La tradición y el sentido común, que no siempre caminan en direcciones paralelas, impulsaron a la Costa del Sol a destinar su mayor esfuerzo de promoción turística a los tres mercados que más han contribuido a construir su prosperidad: el nacional, el británico y, en menor medida, el alemán.
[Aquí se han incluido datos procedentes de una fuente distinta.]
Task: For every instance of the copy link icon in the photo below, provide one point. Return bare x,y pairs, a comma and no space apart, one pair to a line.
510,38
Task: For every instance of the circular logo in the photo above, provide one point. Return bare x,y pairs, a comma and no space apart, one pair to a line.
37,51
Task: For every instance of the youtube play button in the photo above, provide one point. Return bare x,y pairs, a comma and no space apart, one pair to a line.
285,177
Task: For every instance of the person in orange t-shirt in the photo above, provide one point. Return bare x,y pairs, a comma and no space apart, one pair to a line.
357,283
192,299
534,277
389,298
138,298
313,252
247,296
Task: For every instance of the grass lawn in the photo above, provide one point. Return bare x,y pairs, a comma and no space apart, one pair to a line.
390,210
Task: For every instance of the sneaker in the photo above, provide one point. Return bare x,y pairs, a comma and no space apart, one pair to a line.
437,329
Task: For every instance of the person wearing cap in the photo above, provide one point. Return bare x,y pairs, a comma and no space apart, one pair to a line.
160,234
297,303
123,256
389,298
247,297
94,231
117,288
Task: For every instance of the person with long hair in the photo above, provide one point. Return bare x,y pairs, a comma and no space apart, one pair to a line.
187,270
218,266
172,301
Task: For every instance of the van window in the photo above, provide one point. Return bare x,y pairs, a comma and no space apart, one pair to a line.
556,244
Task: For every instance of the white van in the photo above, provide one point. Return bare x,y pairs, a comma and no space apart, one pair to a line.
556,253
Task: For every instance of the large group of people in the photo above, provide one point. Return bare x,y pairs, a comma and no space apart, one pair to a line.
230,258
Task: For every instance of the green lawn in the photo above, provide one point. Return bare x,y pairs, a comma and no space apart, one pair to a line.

Durante años la dinámica ha sido prolífica y construyó lo que después se configuró como el principal y, recurrentemente, único motor de la economía de la provincia. Los extranjeros llegaban para pasar unos días en la Costa, se enamoraban de su clima, de su cada vez más maltratado paisaje, de su gastronomía, de su gente y hasta de su sentido lúdico de la vida. Algunos se compraban una casa para poder disfrutar más días al año de todo eso, y algunos más decidían que éste era el lugar donde querían disfrutar de su retiro. Todo ello construyó lo que hoy conocemos como industria turística, que incluye a una cantidad infinita de sectores y que mal que bien aún emplea desde camareros o jardineros hasta notarios o decoradores y que como existe desde hace décadas a veces creemos que la tenemos por derecho divino, sin que sea necesario hacer nada para mantenerla.
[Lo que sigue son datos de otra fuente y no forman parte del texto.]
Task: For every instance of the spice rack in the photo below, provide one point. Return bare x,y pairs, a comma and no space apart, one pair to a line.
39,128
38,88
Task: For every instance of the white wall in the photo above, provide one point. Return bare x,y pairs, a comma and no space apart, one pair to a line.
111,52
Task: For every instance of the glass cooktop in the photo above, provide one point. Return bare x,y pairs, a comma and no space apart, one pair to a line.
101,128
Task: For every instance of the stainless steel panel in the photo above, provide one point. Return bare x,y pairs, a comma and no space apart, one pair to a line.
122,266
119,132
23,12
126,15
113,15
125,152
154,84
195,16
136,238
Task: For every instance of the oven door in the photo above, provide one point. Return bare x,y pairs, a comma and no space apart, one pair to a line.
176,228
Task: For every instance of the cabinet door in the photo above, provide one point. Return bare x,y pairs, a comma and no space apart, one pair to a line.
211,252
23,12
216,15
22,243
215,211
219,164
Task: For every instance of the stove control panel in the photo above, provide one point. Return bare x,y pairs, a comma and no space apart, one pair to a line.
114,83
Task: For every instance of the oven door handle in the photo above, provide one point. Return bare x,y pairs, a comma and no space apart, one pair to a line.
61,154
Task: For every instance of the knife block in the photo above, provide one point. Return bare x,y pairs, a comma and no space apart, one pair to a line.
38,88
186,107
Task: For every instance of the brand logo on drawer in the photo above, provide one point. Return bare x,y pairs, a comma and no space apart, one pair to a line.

Los años trajeron multitud de destinos competidores, porque a falta de otros recursos hasta el país más pobre y alejado del mundo tiene una estrategia turística. Visitar las ferias permite comprobar que hay quien se empeña, y lo consigue, en vender viajes turísticos a Senegal, a Haití o a Palestina. Pese a esa globalización de la competencia y a la irrupción de destinos de gran potencia y atractivo, España ha sabido mantenerse en el grupo de los líderes. Un club selecto que siempre ha compartido con Francia y Estados Unidos y al que recientemente se ha incorporado China.
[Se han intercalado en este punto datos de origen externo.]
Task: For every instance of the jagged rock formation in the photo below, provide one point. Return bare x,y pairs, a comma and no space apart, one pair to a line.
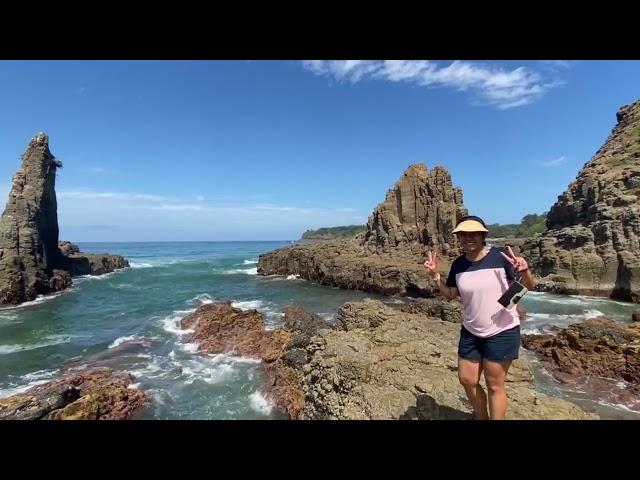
376,363
31,261
418,215
95,394
597,348
593,242
420,210
389,364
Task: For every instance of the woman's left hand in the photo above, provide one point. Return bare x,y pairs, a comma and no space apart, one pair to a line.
519,263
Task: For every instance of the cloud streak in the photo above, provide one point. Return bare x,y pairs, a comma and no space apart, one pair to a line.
556,162
152,216
492,85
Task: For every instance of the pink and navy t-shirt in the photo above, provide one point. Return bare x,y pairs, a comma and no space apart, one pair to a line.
480,285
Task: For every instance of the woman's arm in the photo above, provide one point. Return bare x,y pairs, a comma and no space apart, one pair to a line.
447,292
527,280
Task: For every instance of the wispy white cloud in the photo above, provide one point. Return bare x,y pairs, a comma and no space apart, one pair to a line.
554,162
557,63
495,86
146,215
92,194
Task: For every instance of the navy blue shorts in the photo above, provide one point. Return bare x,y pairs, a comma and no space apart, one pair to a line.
498,348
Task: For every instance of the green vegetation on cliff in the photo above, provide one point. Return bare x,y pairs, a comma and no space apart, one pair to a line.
329,233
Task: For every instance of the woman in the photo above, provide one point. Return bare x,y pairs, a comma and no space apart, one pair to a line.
490,334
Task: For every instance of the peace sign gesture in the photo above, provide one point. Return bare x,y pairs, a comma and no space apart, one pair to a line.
432,264
519,263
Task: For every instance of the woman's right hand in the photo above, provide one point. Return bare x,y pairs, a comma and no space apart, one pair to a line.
432,265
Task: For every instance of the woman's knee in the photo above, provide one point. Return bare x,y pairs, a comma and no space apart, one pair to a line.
468,380
495,385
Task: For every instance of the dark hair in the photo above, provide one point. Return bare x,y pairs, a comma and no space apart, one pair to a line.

Junto con la oferta también se globalizó la demanda. Ya no basta con atraer a ingleses, alemanes o suecos. Ahora se dice que quien consiga seducir a buena parte de los 100 millones de chinos que en poco tiempo viajarán fuera de su país tendrá asegurado su porvenir en esta industria, pero antes de eso ya se han puesto los ojos en rusos y árabes, que junto a mexicanos, brasileros, indios o sudafricanos conforman nuevas porciones de un pastel que ha crecido, pero menos que el número de quienes aspiran a ser comensales.
Ello nos devuelve a la equivocada percepción de que los turistas llegan aquí por decreto divino, y que no importa si no mejoramos las playas, si no les facilitamos los trámites para que se queden a vivir en las casas que compran, si los ahuyentamos con absurdas medidas fiscales o si no vamos a buscarlos a las ferias turísticas, que a consecuencia de todo lo anterior ya no solo se celebran en Londres o en Berlín.
Triste necesidad la de tener que explicar la obvio.